The first object was to reduce the works at Port Hudson.
This could be done by an attack directly upon the fortifications, or by getting possession of the Red River for the purpose of cutting off supplies received by the garrison from that country.
My command upon my arrival at New Orleans, with the troops that accompanied me, was less than thirty thousand, (30,000.) There were fifty-six regiments, of which twenty-two regiments were enlisted for nine months only, the terms of service of a part expiring in May, a part in July, and all in August.
None of the regiments or men had seen service, and few had even handled a musket.
The military positions held by our forces extended from the Floridas to Western Texas on the Gulf, and upon the Mississippi from its mouth to Port Hudson, Key West, Pensacola, and Ship Island on the Gulf, were strongly garrisoned, and threatened constantly with attack by the enemy.
Forts Jackson and St. Philip, and English Bend, on the lower river; New Orleans, Bonne Carre, Donaldsonville, Plaquemine, and Baton Rouge, on the upper river; and Forts Pike and Macomb on Lake Ponchartrain leading to the Gulf, and Berwick's Bay, were open to the incursions of the enemy, and necessarily strongly held by our forces.
None of these could be evacuated except the town of Pensacola, leaving a garrison in the permanent works at the navy yard.
All these positions were constantly threatened by an active and powerful enemy, who could concentrate at any point he pleased.
That at Galveston had been captured by a force of not less than twenty-four men to one.
It was deemed inexpedient, with but slight knowledge of the condition of affairs, in the absence of any absolute necessity, to greatly weaken or expose any position then in our possession.
After garrisoning these numerous posts, the strongest force I could command for permanent offensive operations against Port Hudson did not exceed twelve or fourteen thousand.
It was impossible to attack so strong a position, garrisoned by a force so much larger, with any chance of success.

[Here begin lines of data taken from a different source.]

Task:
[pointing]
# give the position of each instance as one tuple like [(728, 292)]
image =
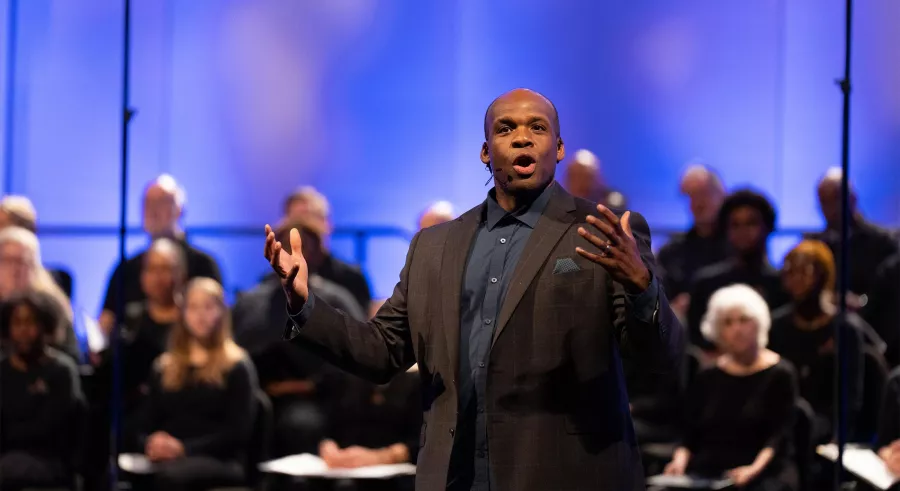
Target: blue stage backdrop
[(379, 104)]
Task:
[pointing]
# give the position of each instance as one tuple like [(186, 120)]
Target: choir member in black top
[(739, 414), (748, 218), (296, 380), (703, 245), (40, 398), (199, 414), (869, 245), (803, 333), (887, 440), (883, 309), (374, 424), (311, 207), (162, 209)]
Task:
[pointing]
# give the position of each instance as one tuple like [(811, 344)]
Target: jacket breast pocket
[(422, 433)]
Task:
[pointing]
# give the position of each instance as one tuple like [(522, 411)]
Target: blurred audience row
[(207, 391)]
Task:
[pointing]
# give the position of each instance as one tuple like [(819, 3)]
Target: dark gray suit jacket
[(558, 414)]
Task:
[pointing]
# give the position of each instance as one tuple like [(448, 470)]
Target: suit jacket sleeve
[(655, 343), (375, 350)]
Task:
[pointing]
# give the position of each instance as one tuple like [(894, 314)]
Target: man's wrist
[(640, 284)]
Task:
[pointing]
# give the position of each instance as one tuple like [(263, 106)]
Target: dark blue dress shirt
[(495, 252)]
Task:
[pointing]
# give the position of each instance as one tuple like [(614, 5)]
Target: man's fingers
[(296, 243), (609, 216), (292, 274), (626, 224), (603, 226), (270, 241), (605, 247), (274, 260)]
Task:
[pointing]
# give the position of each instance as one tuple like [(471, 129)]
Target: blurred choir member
[(584, 180), (17, 211), (883, 309), (163, 208), (198, 418), (803, 333), (887, 439), (375, 424), (296, 380), (748, 218), (739, 415), (703, 244), (144, 336), (148, 323), (40, 397), (310, 206), (869, 244), (21, 270)]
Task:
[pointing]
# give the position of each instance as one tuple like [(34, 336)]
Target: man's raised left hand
[(619, 253)]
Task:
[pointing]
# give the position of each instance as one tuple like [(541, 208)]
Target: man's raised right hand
[(291, 268)]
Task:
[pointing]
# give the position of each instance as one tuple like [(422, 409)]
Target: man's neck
[(174, 234), (704, 230), (855, 220), (752, 260), (24, 361), (511, 202)]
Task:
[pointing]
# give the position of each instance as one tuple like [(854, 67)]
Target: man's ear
[(560, 150)]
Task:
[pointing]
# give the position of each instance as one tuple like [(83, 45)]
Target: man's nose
[(522, 139)]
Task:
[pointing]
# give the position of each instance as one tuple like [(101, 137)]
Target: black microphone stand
[(843, 260), (116, 403)]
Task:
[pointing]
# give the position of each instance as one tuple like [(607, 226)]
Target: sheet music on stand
[(308, 465), (689, 482), (863, 463)]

Attention was, therefore, turned to the west of the Mississippi, to the Atchafalaya and Teche, with a view of getting command of the waters, by which our gunboats could reach Red River, and communicate with the forces, naval and military, at Vicksburg, and cut off the supplies of the enemy west of the Mississippi.
The first effort to accomplish this was made in an unsuccessful endeavor to open the Bayou Plaquemine, which communicated with the Atchafalaya near Butte à la Rose.
The command of Brigadier-General Weitzel, on Berwick's Bay, had been increased, the first and second week in January, to forty-five hundred men, with a view to operations upon the Teche, for the purpose of destroying the works and dispersing the forces of the enemy on that bayou.
On the eleventh of January he made a successful invasion of the Teche country, repulsed the forces of the enemy, and destroyed the gunboat “Cotton.”
This relieved Berwick's Bay from the danger of an attack by the enemy's most formidable gunboat, in case our forces, naval and military, moved up the Atchafalaya toward Butte á la Rose.